A nuc is a small bee box with a few bee frames that holds a queen, worker bees, and usually some honey and brood.
A package of bees comes with a queen and worker bees, but it does not include the brood, honey, or frames.
The cost of a nuc can range depending on where you purchase from or where you live. You can expect to pay somewhere around $200 for a five-frame nuc.
Package bees can be anywhere from $120 – $250 dollars depending on where you purchase them. (You can learn more about package bees in our YouTube video.)
Total cost for bees: $120-$250
Your Bees Need a Home
Your second beekeeping startup cost will be a beehive. There are many different styles of beehives, but we use the Langstroth style beehive. This is the type that has boxes with a series of frames inside that allow bees to lay eggs and store honey.
A ten-frame complete hive from Mann Lake (a popular beekeeping supply company) will run about $200. Amazon also has a complete hive running for around $150.
These hives come with one deep box and one super, but as your hive grows you will want to expand which will require the cost of more deeps and more supers. A super with frames will cost around $55-$65 dollars, and a deep box with frames will run around $65-$70.
Some people save money by making their own bee boxes or buying them used.
Total cost for a starter beehive: $150-$200
Another important aspect of beekeeping is your personal protective gear. You may have seen people handling bees in shorts and a t-shirt, but I wouldn’t personally recommend it. Honeybees are not aggressive by nature, but they will certainly become so if they feel that their home is being threatened in some way. When you open their boxes, they’ll naturally be on alert.
You may be able to check your hive without being stung, but chances are you won’t be so lucky. (Note, you may be stung even with protective gear, but you will keep yourself much safer if you’re properly attired).
At a minimum, you would want to have a beekeeping veil, beekeeping gloves, pants, a long sleeve shirt (thick flannels can work well), and pants. You don’t want your open skin to be exposed so make sure your shirt is tucked into your pants, your veil properly covers your neck, and your pants are securely tucked into your boots.

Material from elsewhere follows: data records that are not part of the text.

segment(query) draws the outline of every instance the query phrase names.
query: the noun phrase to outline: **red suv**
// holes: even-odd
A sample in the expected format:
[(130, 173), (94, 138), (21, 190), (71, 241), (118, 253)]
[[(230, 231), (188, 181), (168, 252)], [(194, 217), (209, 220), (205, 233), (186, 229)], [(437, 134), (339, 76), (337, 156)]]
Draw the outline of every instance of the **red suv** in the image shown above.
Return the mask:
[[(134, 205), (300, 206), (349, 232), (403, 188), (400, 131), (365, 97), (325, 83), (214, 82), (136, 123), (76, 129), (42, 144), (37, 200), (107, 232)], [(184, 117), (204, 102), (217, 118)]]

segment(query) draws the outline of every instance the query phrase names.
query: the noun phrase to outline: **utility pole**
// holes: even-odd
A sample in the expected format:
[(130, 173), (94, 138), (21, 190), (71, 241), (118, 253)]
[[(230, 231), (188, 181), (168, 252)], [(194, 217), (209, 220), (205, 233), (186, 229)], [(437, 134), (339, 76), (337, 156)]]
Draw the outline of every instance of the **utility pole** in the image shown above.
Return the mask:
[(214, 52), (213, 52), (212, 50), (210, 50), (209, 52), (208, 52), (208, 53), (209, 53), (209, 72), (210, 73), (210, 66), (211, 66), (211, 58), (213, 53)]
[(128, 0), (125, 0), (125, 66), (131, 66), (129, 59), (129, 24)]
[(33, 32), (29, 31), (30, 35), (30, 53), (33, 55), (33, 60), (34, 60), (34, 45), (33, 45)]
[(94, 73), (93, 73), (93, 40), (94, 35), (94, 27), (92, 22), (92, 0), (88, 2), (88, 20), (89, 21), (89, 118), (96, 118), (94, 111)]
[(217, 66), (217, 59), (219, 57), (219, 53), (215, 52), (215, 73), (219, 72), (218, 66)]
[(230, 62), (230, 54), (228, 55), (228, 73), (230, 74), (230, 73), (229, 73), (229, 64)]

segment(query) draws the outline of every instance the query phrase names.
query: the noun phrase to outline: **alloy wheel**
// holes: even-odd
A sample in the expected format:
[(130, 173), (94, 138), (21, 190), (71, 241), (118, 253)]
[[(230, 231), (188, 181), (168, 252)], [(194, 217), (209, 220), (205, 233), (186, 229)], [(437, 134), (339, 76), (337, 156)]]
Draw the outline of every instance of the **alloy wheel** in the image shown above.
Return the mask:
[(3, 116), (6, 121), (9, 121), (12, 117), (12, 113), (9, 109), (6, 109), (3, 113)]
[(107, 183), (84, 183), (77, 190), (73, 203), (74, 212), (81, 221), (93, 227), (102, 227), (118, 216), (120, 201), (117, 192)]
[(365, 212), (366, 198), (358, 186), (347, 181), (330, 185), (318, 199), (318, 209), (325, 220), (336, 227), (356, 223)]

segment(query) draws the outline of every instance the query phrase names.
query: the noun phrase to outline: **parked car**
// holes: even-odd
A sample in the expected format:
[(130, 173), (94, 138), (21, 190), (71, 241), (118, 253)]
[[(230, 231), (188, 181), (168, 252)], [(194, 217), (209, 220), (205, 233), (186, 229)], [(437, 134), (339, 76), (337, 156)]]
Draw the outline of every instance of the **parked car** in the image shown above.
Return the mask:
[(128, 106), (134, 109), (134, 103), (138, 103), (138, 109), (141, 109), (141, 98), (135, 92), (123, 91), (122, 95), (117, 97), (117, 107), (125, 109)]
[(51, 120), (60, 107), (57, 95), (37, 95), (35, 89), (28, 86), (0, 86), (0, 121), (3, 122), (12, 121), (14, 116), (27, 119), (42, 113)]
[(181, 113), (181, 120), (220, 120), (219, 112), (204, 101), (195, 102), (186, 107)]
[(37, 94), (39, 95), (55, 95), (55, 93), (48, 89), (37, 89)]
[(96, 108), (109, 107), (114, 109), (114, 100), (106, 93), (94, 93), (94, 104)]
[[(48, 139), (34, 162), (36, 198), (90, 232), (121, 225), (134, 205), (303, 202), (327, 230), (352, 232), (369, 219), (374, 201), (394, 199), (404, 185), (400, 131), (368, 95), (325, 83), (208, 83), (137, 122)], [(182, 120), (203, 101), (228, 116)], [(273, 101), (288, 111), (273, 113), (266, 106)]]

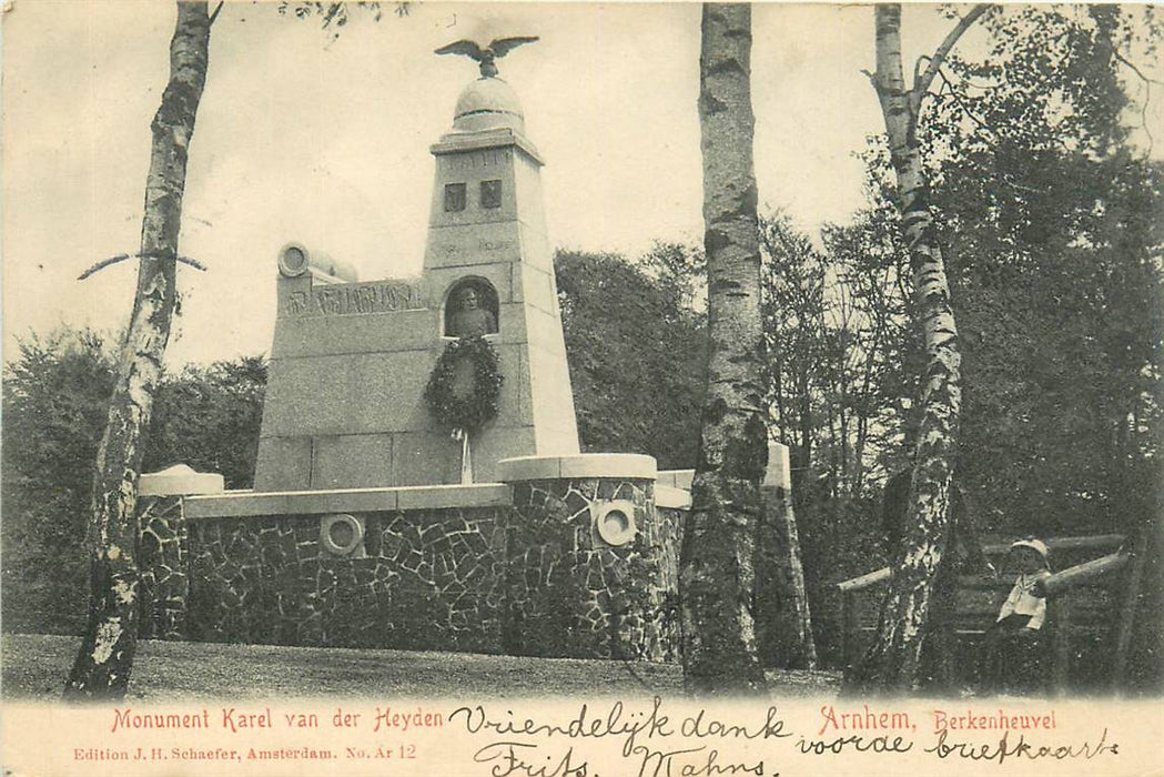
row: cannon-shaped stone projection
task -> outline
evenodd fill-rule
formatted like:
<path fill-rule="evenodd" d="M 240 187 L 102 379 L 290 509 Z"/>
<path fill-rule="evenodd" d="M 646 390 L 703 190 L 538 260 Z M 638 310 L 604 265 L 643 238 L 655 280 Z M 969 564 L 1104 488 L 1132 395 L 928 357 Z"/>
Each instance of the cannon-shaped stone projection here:
<path fill-rule="evenodd" d="M 471 439 L 473 479 L 498 460 L 579 452 L 541 156 L 513 90 L 473 82 L 436 162 L 424 270 L 355 282 L 299 243 L 279 252 L 278 313 L 255 471 L 257 490 L 455 483 L 462 444 L 423 395 L 471 290 L 504 382 L 497 417 Z"/>

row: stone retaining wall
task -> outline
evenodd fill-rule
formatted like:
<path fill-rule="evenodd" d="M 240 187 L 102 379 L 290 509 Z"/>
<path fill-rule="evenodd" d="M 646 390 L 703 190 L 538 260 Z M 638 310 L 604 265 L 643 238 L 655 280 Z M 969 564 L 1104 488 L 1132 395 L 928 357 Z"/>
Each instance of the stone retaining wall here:
<path fill-rule="evenodd" d="M 146 495 L 141 634 L 675 661 L 679 492 L 659 487 L 668 507 L 656 507 L 653 461 L 631 473 L 650 476 L 554 474 L 512 486 Z M 631 514 L 631 538 L 612 544 L 598 531 L 610 504 Z M 326 516 L 340 513 L 363 527 L 345 555 L 320 541 Z"/>

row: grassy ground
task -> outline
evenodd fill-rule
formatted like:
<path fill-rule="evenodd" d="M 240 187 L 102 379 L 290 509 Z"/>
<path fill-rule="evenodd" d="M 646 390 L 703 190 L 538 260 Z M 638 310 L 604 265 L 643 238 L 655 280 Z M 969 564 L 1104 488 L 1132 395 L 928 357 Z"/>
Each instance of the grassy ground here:
<path fill-rule="evenodd" d="M 0 638 L 7 699 L 58 698 L 78 637 L 7 634 Z M 836 672 L 774 671 L 774 695 L 833 695 Z M 199 642 L 139 643 L 130 697 L 151 701 L 313 695 L 674 695 L 682 688 L 670 664 L 517 658 L 476 654 L 284 648 Z"/>

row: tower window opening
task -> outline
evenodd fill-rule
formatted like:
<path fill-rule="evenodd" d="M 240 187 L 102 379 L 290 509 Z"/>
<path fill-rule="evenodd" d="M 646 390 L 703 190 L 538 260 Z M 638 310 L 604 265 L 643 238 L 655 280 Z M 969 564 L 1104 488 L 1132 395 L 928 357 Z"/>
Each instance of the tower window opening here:
<path fill-rule="evenodd" d="M 502 206 L 502 182 L 482 181 L 481 207 L 501 207 L 501 206 Z"/>
<path fill-rule="evenodd" d="M 445 212 L 456 213 L 464 210 L 464 184 L 445 184 Z"/>

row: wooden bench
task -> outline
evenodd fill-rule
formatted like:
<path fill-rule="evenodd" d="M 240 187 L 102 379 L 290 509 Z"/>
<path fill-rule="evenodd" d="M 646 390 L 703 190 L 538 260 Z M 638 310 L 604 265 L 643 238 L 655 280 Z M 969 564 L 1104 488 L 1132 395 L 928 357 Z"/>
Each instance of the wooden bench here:
<path fill-rule="evenodd" d="M 1129 564 L 1129 560 L 1142 559 L 1143 552 L 1129 552 L 1123 535 L 1055 537 L 1044 542 L 1051 551 L 1052 568 L 1058 570 L 1039 581 L 1048 600 L 1044 634 L 1039 636 L 1049 642 L 1051 690 L 1055 693 L 1067 690 L 1076 649 L 1086 640 L 1105 645 L 1112 656 L 1108 680 L 1119 687 L 1127 666 L 1130 623 L 1142 574 L 1142 563 Z M 991 544 L 982 550 L 995 567 L 1001 567 L 1000 559 L 1010 550 L 1010 543 Z M 846 666 L 860 657 L 872 640 L 883 594 L 881 584 L 892 577 L 892 570 L 883 567 L 837 584 L 842 656 Z M 959 575 L 954 607 L 944 626 L 957 636 L 960 647 L 981 638 L 1013 586 L 1014 575 L 1001 570 L 996 578 L 988 573 Z"/>

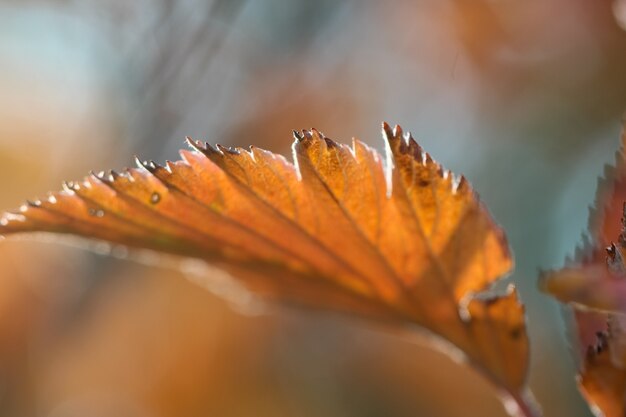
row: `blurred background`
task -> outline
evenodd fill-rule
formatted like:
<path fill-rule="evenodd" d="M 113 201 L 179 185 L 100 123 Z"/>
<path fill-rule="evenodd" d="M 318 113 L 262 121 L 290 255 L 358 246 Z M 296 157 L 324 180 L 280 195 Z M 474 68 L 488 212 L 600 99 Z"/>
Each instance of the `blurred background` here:
<path fill-rule="evenodd" d="M 411 130 L 506 229 L 546 416 L 589 416 L 536 289 L 586 227 L 626 109 L 626 1 L 0 1 L 0 207 L 186 135 L 289 154 Z M 0 242 L 4 416 L 505 416 L 471 369 L 328 313 L 233 308 L 176 270 Z M 241 307 L 241 306 L 239 306 Z"/>

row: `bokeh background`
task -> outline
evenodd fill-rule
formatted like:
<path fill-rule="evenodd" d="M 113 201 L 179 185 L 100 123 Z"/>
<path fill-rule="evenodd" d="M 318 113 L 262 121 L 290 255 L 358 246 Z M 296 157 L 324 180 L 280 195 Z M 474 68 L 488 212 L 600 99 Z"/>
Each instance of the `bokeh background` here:
<path fill-rule="evenodd" d="M 507 231 L 546 416 L 589 416 L 540 268 L 572 253 L 626 109 L 626 2 L 0 1 L 0 207 L 186 135 L 289 153 L 401 124 Z M 0 242 L 4 416 L 505 416 L 471 369 L 189 273 Z M 214 288 L 215 289 L 215 288 Z M 219 292 L 219 289 L 218 289 Z"/>

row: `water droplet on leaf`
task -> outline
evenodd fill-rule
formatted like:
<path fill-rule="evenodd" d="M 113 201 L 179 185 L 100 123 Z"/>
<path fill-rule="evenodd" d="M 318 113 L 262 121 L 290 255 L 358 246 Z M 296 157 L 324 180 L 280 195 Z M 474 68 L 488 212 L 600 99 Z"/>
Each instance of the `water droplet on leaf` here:
<path fill-rule="evenodd" d="M 157 192 L 152 193 L 150 196 L 150 202 L 152 204 L 157 204 L 159 201 L 161 201 L 161 195 Z"/>

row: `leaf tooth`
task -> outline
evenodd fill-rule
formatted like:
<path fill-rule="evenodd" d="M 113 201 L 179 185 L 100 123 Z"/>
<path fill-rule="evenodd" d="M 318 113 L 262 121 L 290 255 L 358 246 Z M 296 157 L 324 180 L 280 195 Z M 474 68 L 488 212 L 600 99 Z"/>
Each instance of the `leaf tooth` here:
<path fill-rule="evenodd" d="M 117 181 L 119 177 L 120 177 L 119 172 L 112 169 L 109 171 L 109 174 L 105 177 L 105 180 L 107 180 L 108 182 L 115 182 Z"/>
<path fill-rule="evenodd" d="M 231 154 L 231 155 L 239 155 L 240 152 L 237 148 L 233 148 L 231 146 L 223 146 L 220 144 L 217 144 L 217 149 L 219 149 L 219 151 L 223 154 Z"/>
<path fill-rule="evenodd" d="M 400 127 L 400 125 L 395 125 L 393 127 L 393 137 L 394 138 L 401 138 L 401 137 L 403 137 L 402 127 Z"/>
<path fill-rule="evenodd" d="M 191 149 L 193 149 L 193 150 L 195 150 L 197 152 L 200 152 L 202 154 L 204 154 L 206 152 L 206 150 L 207 150 L 207 144 L 203 145 L 202 142 L 200 142 L 199 140 L 193 140 L 189 136 L 185 137 L 185 143 L 187 143 L 187 145 Z"/>
<path fill-rule="evenodd" d="M 74 181 L 63 181 L 62 183 L 63 191 L 68 194 L 74 194 L 77 186 L 78 185 Z"/>
<path fill-rule="evenodd" d="M 464 193 L 468 190 L 468 188 L 469 188 L 469 182 L 467 181 L 467 178 L 465 178 L 465 175 L 460 175 L 459 180 L 456 185 L 455 192 Z"/>

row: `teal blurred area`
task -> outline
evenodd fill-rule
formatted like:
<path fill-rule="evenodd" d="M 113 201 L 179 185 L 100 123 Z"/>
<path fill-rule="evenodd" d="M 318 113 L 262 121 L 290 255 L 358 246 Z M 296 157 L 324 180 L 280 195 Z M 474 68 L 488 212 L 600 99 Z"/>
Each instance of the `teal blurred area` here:
<path fill-rule="evenodd" d="M 0 204 L 177 158 L 185 136 L 290 153 L 398 123 L 467 176 L 515 253 L 530 387 L 589 416 L 536 287 L 587 224 L 626 107 L 626 2 L 0 2 Z M 346 318 L 239 314 L 179 272 L 0 243 L 6 416 L 506 415 L 473 371 Z M 453 401 L 452 401 L 453 399 Z"/>

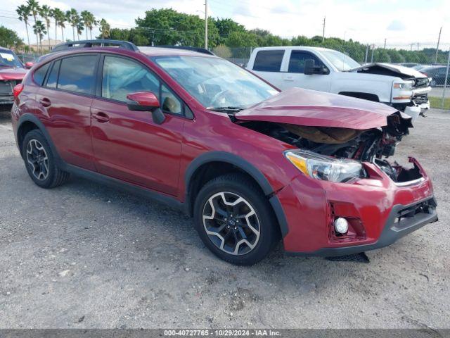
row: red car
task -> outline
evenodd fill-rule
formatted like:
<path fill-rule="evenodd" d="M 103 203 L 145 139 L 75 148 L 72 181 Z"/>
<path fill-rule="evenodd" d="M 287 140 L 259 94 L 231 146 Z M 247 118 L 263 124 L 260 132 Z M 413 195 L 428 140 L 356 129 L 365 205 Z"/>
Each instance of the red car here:
<path fill-rule="evenodd" d="M 24 65 L 13 51 L 0 47 L 0 110 L 4 105 L 13 104 L 13 88 L 23 80 L 25 68 L 32 65 L 31 63 Z"/>
<path fill-rule="evenodd" d="M 280 239 L 289 254 L 341 256 L 437 220 L 418 162 L 386 160 L 411 127 L 391 107 L 280 92 L 192 51 L 65 46 L 15 88 L 17 144 L 39 187 L 72 173 L 169 203 L 241 265 Z"/>

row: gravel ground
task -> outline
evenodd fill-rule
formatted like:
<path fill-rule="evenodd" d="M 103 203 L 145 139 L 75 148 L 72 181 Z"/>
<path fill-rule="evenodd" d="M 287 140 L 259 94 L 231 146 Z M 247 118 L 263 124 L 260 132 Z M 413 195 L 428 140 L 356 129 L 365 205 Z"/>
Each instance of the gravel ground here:
<path fill-rule="evenodd" d="M 285 256 L 236 267 L 185 215 L 72 178 L 32 183 L 0 113 L 0 328 L 449 328 L 450 113 L 398 147 L 434 180 L 439 222 L 370 263 Z"/>

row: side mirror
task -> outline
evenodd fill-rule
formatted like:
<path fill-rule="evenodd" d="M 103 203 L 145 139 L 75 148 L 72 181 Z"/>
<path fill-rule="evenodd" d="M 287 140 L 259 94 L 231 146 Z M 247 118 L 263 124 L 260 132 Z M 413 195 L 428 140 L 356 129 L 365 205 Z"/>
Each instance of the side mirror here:
<path fill-rule="evenodd" d="M 304 61 L 303 73 L 305 75 L 311 75 L 314 73 L 314 61 L 312 58 Z"/>
<path fill-rule="evenodd" d="M 166 117 L 160 109 L 160 101 L 151 92 L 138 92 L 127 95 L 127 106 L 130 111 L 150 111 L 153 122 L 160 125 Z"/>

I personally like to wear a beekeeping jacket or a complete suit when I’m working with the bees. I do think bees can sense your fear and anxiety, and knowing I’m completely covered helps me have a more peaceful interaction with the bees.
Total cost for beekeeping PPE: $15-$40 for gloves, $20-$40 for a veil, $50-$200 for a beekeeping jacket or suit.
A Beekeeping Smoker
A beekeeping smoker is something that you can use to help keep your bees calm while you’re investigating their hive or removing honey frames. A smoker can be very beneficial and the cost is minimal.
Total cost for a smoker: $20
A hive tool allows you to open your hive, remove frames, and check the health of your colony. A bee brush is useful for gently removing bees from a frame, especially if you plan on taking one for honey.
These are not expensive tools, but very helpful!
Total cost of these tools: Hive tool: $10-$20 Bee brush: $7-$15
Your Total Beekeeping Start-up Costs
Prices may vary in your area or depending on where you purchase them, but you can expect your initial basic beekeeping start-up costs to be around $400.
As your apiary grows, you will likely accrue more costs, but this will be your initial investment.